Fife recalled the distant fury of his original mission. “You didn’t see anyone go by with a wheelbarrow full of wood, did you?”
“Well I’ll be goddamned,” Huling said. “The lights flicker for a bit and the chaos begins. No, I didn’t see anything. I’ve got my pile where it can’t be seen from the road, behind the fence. Three cords, plus my pellet stove.” He grinned. “Want help tracking down the bandit, neighbor?”
Neighbor? He wasn’t sure what that meant anymore. Or if Huling might bring his bat. Or something worse. The stick poked into his back. “That’s okay,” he said. He glanced over his shoulder at the dark windows of the street. “Where is everybody?”
“They’ll straggle back in a few days.” Huling chuckled, inspecting the night as if scouting enemy positions. “Most folks aren’t ready for anything real. Not like us crusty old bastards, am I right?”
“Right.” The smug satisfaction on Huling’s face frightened him more than anything. “I’d better check my power.”
Fife craved retreat to his house, his shows, his library, but he could not turn around, because doing so would reveal the stick wedged into his belt. He extended a foot behind him and down in an attempt to descend the steps backward, his knee trembling with excess adrenaline as he tried not to fall.
“Hey,” Huling said. “You play chess?”
It took several blinks to decipher this as an invitation. For a few years Fife had played chess with Brian, until video games took over. But Fife’s favorite crime scene investigator show would be on soon. “Not really,” he said.
“Yeah. Well. Okay,” Huling said. “Good luck with that power.”
“Thanks.” Maybe one game, he thought. But the door banged shut and the front porch light switched off, plunging him into darkness.
Fife flipped wall switches and circuit breakers. All remained dark. He stoked the fire to drive out the ectoplasmic chill that coated every surface of the living room.

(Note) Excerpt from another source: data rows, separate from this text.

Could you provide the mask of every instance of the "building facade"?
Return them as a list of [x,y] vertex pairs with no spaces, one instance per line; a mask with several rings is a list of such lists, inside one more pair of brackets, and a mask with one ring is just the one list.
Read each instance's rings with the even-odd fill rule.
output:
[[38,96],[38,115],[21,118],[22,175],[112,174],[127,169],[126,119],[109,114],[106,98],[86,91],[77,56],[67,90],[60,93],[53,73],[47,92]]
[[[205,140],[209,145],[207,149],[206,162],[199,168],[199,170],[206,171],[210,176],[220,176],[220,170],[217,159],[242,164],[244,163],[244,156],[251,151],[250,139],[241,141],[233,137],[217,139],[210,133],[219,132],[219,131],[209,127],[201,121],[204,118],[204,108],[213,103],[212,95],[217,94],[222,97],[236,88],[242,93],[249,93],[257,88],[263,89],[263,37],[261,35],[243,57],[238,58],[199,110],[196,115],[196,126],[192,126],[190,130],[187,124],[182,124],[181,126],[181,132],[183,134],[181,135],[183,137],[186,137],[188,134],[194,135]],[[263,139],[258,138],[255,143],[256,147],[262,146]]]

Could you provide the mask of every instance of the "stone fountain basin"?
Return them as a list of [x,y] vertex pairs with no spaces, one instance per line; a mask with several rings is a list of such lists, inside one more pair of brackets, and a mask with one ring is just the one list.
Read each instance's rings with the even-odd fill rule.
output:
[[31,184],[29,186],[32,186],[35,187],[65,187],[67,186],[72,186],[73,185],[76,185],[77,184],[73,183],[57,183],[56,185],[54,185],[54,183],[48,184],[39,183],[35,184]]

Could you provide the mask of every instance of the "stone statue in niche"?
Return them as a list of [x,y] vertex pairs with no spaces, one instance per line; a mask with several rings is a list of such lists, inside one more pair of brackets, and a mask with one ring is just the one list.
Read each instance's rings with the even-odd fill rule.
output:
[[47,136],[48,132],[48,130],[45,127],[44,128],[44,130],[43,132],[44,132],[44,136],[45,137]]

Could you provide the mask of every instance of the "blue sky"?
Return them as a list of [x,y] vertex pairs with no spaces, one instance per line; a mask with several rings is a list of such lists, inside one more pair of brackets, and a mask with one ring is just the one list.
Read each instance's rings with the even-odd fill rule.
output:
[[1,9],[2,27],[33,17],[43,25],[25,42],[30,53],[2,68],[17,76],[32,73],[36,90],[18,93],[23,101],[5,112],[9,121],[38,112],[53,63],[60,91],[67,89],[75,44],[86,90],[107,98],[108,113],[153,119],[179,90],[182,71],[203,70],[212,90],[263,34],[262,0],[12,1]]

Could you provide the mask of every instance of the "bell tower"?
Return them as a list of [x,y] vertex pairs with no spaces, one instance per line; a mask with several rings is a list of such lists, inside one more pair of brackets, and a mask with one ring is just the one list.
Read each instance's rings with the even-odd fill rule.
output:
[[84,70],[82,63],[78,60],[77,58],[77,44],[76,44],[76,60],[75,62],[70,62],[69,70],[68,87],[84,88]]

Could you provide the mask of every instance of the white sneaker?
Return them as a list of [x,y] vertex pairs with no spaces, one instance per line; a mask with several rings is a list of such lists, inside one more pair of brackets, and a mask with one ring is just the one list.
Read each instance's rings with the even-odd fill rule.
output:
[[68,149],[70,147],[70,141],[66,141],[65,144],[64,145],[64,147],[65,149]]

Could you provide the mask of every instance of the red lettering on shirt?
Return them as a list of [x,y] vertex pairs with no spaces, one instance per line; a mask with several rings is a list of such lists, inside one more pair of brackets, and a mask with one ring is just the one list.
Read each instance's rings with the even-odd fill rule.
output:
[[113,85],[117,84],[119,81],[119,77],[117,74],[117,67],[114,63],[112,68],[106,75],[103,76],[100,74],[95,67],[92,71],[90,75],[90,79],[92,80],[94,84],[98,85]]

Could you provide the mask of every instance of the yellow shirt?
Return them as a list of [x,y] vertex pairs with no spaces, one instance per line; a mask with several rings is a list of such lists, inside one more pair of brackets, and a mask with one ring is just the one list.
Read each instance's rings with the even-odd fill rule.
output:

Moby Dick hit the flames like a bible-cut clinker of whale blubber still on its hide, smoke swimming under the cover until the fanned pages caught with an audible puff. A car repair manual followed, automobiles having evolved into computers, the knowledge of how to fix them passed down from his father, now rendered useless. Tough guy detective fiction and a multi-volume history of WWII stoked the fire until flames licked the throat of the chimney. He’d saved them to read in retirement. For all he knew, he was already retired, someone named Prema in Bangalore puzzling over the computer image of an old Post-It note obscuring the permanent record.
The stick he’d taken up Huling’s front steps rested on the mantel, next to the little cedar fire truck. When this was over, Fife would make wooden toys and perhaps take up chess. He would call Brian and try to understand what he did for a living and where the modern technology juggernaut that had run him over might be headed next. He would seek out and read a different kind of book even though he wasn’t sure which ones or whether his library shelves would ever be filled again.
He looked at the stick on his mantel. However low the woodpile got, he told himself, he would not burn that stick.
And then he wondered if this was true.